• Cette horloge qui symbolise depuis 1947 l’imminence d’un cataclysme planétaire s’est rapprochée mardi plus que jamais de minuit.
  • Elle affiche désormais quatre secondes de moins qu’il y a un an.
  • En cause : les inquiétudes grandissantes concernant les armes nucléaires, le changement climatique et la désinformation.

« Échec de leadership ». Le constat est clair ce mardi 27 janvier alors que l’horloge de l’apocalypse s’est rapprochée plus que jamais de minuit. Cet outil qui symbolise depuis 1947 l’imminence d’un cataclysme planétaire affiche désormais 85 secondes avant minuit, selon le Bulletin of the Atomic Scientists (nouvelle fenêtre) qui est chargé de mettre à jour l’horloge chaque année. C’est quatre secondes de moins qu’il y a un an et du jamais vu depuis sa création. En cause : l’inquiétude grandissante concernant les armes nucléaires, le changement climatique et la désinformation.

L’horloge de l’apocalypse affiche 85 secondes avant minuit – Images By Christiani Inc.

Cette mise à jour intervient un an après le début du second mandat du président américain Donald Trump, au cours duquel il a bouleversé l’ordre mondial, ordonnant des attaques unilatérales et se retirant d’une série d’organisations internationales. La Russie, la Chine, les États-Unis et d’autres grands pays sont « devenus de plus en plus agressifs, hostiles et nationalistes », a indiqué le groupe de scientifiques dans un communiqué annonçant l’avancement de l’horloge, décidé après consultation d’un comité incluant huit lauréats du prix Nobel.

« Les accords internationaux obtenus de haute lutte sont en train de s’effondrer, accélérant une compétition entre grandes puissances où le vainqueur remporte tout et sapant la coopération internationale essentielle pour réduire les risques de guerre nucléaire, de changement climatique, d’utilisation abusive des biotechnologies, de menace potentielle de l’intelligence artificielle et d’autres dangers apocalyptiques », ont affirmé les membres du Bulletin of the Atomic Scientists.

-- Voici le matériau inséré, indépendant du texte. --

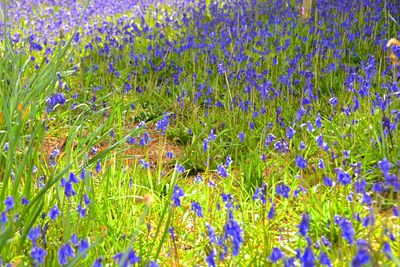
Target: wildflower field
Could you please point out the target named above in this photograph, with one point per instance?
(199, 133)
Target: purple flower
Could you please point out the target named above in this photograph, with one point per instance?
(271, 213)
(276, 255)
(24, 201)
(83, 245)
(98, 263)
(228, 161)
(221, 171)
(180, 168)
(9, 202)
(196, 207)
(308, 258)
(343, 177)
(130, 260)
(260, 193)
(233, 230)
(64, 253)
(34, 234)
(324, 259)
(347, 229)
(163, 124)
(241, 136)
(396, 211)
(171, 230)
(210, 258)
(283, 190)
(38, 254)
(304, 225)
(396, 50)
(69, 189)
(98, 166)
(290, 133)
(176, 196)
(73, 178)
(362, 258)
(321, 164)
(55, 99)
(301, 162)
(54, 212)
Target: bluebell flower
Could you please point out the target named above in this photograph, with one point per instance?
(271, 213)
(260, 193)
(144, 164)
(302, 145)
(6, 147)
(346, 226)
(308, 258)
(38, 254)
(210, 258)
(318, 121)
(283, 190)
(9, 202)
(86, 199)
(73, 178)
(241, 137)
(196, 207)
(221, 171)
(55, 99)
(24, 201)
(228, 161)
(3, 218)
(290, 133)
(74, 239)
(321, 164)
(180, 168)
(83, 174)
(152, 264)
(81, 211)
(131, 259)
(387, 250)
(170, 154)
(301, 162)
(34, 234)
(205, 144)
(98, 263)
(83, 245)
(361, 258)
(233, 230)
(343, 177)
(360, 185)
(171, 230)
(324, 259)
(98, 167)
(54, 212)
(69, 189)
(396, 211)
(396, 50)
(177, 195)
(276, 255)
(163, 124)
(64, 253)
(289, 262)
(304, 225)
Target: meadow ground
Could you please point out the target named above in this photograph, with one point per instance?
(195, 133)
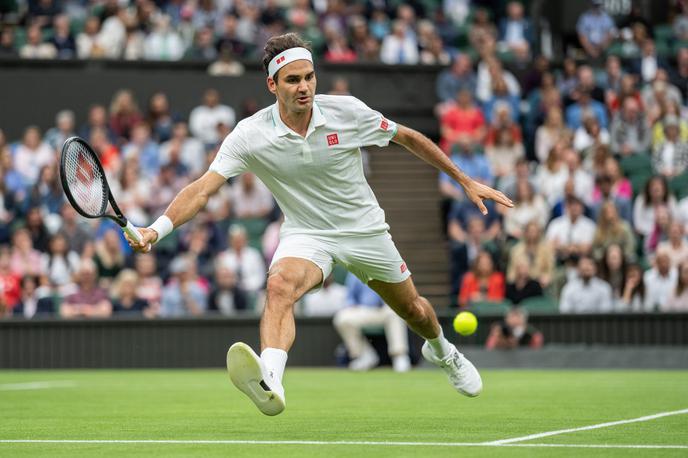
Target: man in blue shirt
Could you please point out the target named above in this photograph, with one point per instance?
(366, 309)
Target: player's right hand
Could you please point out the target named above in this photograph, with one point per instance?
(148, 238)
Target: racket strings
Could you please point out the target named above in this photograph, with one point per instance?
(85, 181)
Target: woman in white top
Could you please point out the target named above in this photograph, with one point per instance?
(656, 194)
(552, 175)
(549, 133)
(678, 299)
(528, 207)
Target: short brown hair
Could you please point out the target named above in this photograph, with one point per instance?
(279, 43)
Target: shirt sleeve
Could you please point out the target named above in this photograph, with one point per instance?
(231, 158)
(372, 128)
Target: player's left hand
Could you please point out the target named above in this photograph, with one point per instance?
(477, 192)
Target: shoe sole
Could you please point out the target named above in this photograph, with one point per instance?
(244, 368)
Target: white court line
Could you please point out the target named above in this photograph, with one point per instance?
(367, 443)
(37, 385)
(586, 428)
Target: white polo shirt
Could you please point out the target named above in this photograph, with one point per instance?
(318, 180)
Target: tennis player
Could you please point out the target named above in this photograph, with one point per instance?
(305, 148)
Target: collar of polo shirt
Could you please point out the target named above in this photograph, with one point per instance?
(287, 57)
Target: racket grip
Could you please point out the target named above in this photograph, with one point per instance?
(132, 232)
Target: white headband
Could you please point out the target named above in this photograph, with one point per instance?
(287, 57)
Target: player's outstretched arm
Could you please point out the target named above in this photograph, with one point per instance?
(424, 148)
(190, 200)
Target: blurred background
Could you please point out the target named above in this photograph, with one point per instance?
(574, 109)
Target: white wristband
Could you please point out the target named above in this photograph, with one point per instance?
(163, 226)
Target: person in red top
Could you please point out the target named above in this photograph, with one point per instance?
(482, 283)
(10, 289)
(464, 118)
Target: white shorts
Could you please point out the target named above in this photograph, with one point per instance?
(369, 257)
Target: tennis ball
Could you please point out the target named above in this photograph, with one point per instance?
(465, 323)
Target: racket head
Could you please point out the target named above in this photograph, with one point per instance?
(83, 179)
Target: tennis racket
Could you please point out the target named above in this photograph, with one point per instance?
(86, 187)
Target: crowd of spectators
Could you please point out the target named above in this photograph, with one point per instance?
(594, 155)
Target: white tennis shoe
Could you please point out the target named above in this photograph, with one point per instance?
(248, 373)
(462, 374)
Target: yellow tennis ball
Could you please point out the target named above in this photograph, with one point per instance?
(465, 323)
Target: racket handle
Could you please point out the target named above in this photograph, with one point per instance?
(132, 232)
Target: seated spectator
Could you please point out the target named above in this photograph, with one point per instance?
(10, 284)
(670, 157)
(584, 106)
(365, 308)
(245, 261)
(595, 29)
(35, 300)
(204, 119)
(656, 194)
(528, 207)
(60, 265)
(676, 245)
(630, 132)
(603, 195)
(203, 47)
(32, 155)
(514, 332)
(549, 133)
(149, 283)
(590, 135)
(251, 198)
(482, 283)
(572, 234)
(226, 297)
(464, 119)
(553, 174)
(586, 293)
(678, 299)
(24, 259)
(660, 282)
(612, 231)
(634, 294)
(523, 285)
(125, 298)
(659, 233)
(613, 271)
(188, 149)
(63, 40)
(35, 47)
(163, 42)
(515, 30)
(473, 164)
(537, 251)
(649, 62)
(89, 301)
(87, 45)
(185, 294)
(124, 115)
(226, 64)
(109, 256)
(459, 77)
(503, 152)
(399, 47)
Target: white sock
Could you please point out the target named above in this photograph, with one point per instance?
(275, 360)
(440, 345)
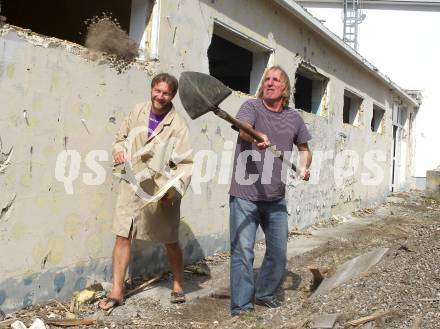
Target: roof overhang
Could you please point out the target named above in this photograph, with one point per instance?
(305, 17)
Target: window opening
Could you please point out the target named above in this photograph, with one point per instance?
(237, 60)
(310, 88)
(377, 121)
(352, 104)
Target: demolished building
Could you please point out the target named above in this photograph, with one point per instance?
(60, 108)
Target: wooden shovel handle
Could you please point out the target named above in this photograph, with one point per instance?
(251, 132)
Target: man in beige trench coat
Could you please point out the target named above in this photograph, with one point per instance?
(153, 146)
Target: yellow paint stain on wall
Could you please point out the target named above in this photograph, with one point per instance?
(37, 105)
(56, 203)
(49, 151)
(32, 122)
(55, 84)
(96, 201)
(72, 224)
(10, 70)
(111, 128)
(41, 201)
(68, 127)
(18, 231)
(104, 221)
(56, 250)
(94, 245)
(39, 251)
(26, 180)
(11, 179)
(82, 110)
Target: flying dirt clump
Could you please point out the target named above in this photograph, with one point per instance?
(104, 34)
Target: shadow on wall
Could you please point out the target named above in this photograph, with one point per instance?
(150, 257)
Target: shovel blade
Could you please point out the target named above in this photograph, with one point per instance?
(201, 93)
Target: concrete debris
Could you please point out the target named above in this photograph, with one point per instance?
(85, 296)
(369, 318)
(18, 325)
(143, 286)
(37, 324)
(72, 323)
(394, 199)
(325, 321)
(433, 184)
(6, 210)
(199, 269)
(350, 270)
(368, 325)
(5, 160)
(317, 278)
(106, 286)
(299, 232)
(417, 323)
(104, 34)
(362, 212)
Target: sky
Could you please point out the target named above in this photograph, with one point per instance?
(403, 45)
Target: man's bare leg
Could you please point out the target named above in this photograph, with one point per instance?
(175, 259)
(120, 259)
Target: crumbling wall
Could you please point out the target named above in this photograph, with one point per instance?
(55, 215)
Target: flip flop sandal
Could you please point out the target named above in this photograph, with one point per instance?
(111, 304)
(177, 297)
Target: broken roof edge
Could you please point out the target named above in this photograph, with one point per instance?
(304, 16)
(45, 41)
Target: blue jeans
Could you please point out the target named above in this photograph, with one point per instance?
(245, 216)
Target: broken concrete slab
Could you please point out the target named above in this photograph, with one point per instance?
(324, 321)
(350, 270)
(395, 199)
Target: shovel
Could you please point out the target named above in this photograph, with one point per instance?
(201, 93)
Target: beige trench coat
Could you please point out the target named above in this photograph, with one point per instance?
(152, 162)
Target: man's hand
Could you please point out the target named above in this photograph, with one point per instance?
(305, 160)
(120, 157)
(265, 143)
(304, 173)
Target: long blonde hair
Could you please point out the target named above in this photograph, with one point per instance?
(285, 79)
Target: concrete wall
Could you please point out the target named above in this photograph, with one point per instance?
(384, 36)
(55, 98)
(433, 184)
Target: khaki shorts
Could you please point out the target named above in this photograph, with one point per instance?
(154, 221)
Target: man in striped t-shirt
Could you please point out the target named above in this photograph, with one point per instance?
(257, 194)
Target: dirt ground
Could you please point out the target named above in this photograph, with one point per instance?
(405, 282)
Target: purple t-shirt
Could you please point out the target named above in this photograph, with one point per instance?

Un changement « nécessaire et possible »

Les experts s’inquiètent notamment de la montée des autocraties dans le monde, citant en particulier les États-Unis et les événements des dernières semaines à Minneapolis avec la mort de deux Américains tués par des agents fédéraux. Autre sujet : les risques accrus d’une course aux armements nucléaires avec l’expiration la semaine prochaine du traité New Start sur la réduction des armes nucléaires entre les États-Unis et la Russie et le coûteux système de défense antimissile de Donald Trump, le « Dôme d’or », qui placerait des armes en orbite. 

« Les tendances dangereuses en matière de risque nucléaire, de changement climatique, de technologies disruptives telles que l’IA et de biosécurité s’accompagnent d’une autre évolution effrayante : la montée des autocraties nationalistes dans les pays du monde entier. Nos plus grands défis exigent la confiance et la coopération internationales, et un monde qui se divise en ‘nous contre eux’ rendra l’humanité tout entière plus vulnérable », a alerté Daniel Holz, physicien à l’université de Chicago et membre du Bulletin of Atomic Scientists.

« Le message de l’horloge de l’apocalypse ne pourrait être plus clair. Les risques catastrophiques augmentent, la coopération diminue et nous sommes à court de temps. Le changement est à la fois nécessaire et possible, mais la communauté internationale doit exiger de ses dirigeants qu’ils agissent rapidement », a estimé pour sa part Alexandra Bell, présidente et directrice du comité.

Parfois nommé horloge de la fin du monde, cet indicateur métaphorique a été créé en 1947 face à la montée du péril nucléaire et l’affrontement entre les deux blocs pendant la Guerre froide. L’année de sa création, l’horloge avait été réglée à minuit moins sept minutes. Depuis, les membres de cette organisation basée à Chicago ont élargi les critères pour inclure, par exemple, les pandémies, la crise climatique ou les campagnes étatiques de désinformation.